Dans quel état j'erre...



L'autre jour, après que dans un grand moment de doute, je fixais mon statut facebook (oui, je cède à tous les gadgets sur le web) sur "préfère la dialectique marxiste à la logique libérale de compétition", je recevais le commentaire suivant d'un camarade et ami. "Tu te pose trop de questions".
Je ne sais pas si je me pose trop de questions ou pas, mais il est certain qu'il y en a un à qui on a du en poser beaucoup récemment. Le camarade Di Rupo s'est donc fendu d'un bouquin pour y répondre. "Etre socialiste aujourd'hui" paraît prochainement chez Luc Pire et est déjà consultable en ligne.
Je l'ai téléchargé hier soir et vous donnerai mon avis sur la question plus tard vu que, là, je dois mettre la dernière main à un discours sur la privatisation de La Poste pour mon camarade patron.

15 septembre 2008

La Belgique est en guerre!

Je me souviens que, quand j'étais gosse... pardon? oui, j'ai été gosse, c'était dans les années 80. Quoi? oui, j'avais des cheveux et pour les photos vous pouvez toujours vous brosser.
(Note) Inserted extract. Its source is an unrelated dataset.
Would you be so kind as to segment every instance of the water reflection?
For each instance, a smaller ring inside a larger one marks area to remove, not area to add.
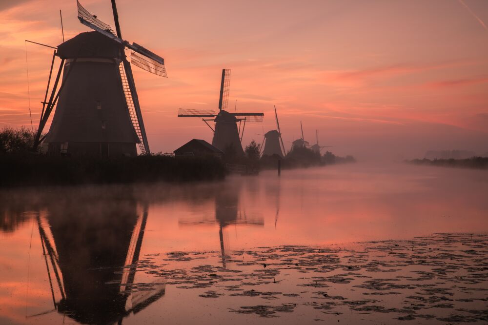
[[[54,309],[82,324],[122,324],[164,294],[163,278],[143,290],[134,283],[148,206],[89,197],[64,197],[36,218]]]
[[[171,299],[162,298],[157,275],[210,258],[171,252],[218,250],[216,269],[236,271],[231,251],[486,232],[487,191],[484,171],[359,164],[280,178],[1,190],[0,324],[200,320],[210,305],[172,280]]]
[[[256,212],[246,212],[241,209],[239,204],[239,198],[244,184],[241,180],[238,180],[233,183],[223,184],[218,190],[213,192],[215,194],[215,216],[209,218],[203,215],[198,220],[185,220],[180,218],[178,224],[180,226],[206,226],[217,223],[219,225],[219,240],[220,244],[221,256],[224,268],[230,266],[225,254],[226,249],[228,249],[228,237],[224,234],[225,228],[234,225],[244,226],[264,225],[264,218],[262,214]]]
Bon, donc, quand j'étais gosse, tous les mois, une sirène s'élevait, lugubre, dans le calme relatif du centre de Waterloo. Pas celle des flics et son ridicule pinpon. Non, une vraie sirène, sombre, lourde comme un ciel d'acier. Une de celle qui vous convie à vous rendre à l'abri le plus proche et à attendre que ça passe. Les années 80, à Waterloo comme partout en Belgique, c'était la crise des missiles, la guerre froide, l'angoisse diffuse que, demain, les russkoff et les amerloques pourraient déraper sur le bouton rouge. Comme une peur que, en quelques heures, il n'y aurait plus personne pour éteindre la lumière en sortant.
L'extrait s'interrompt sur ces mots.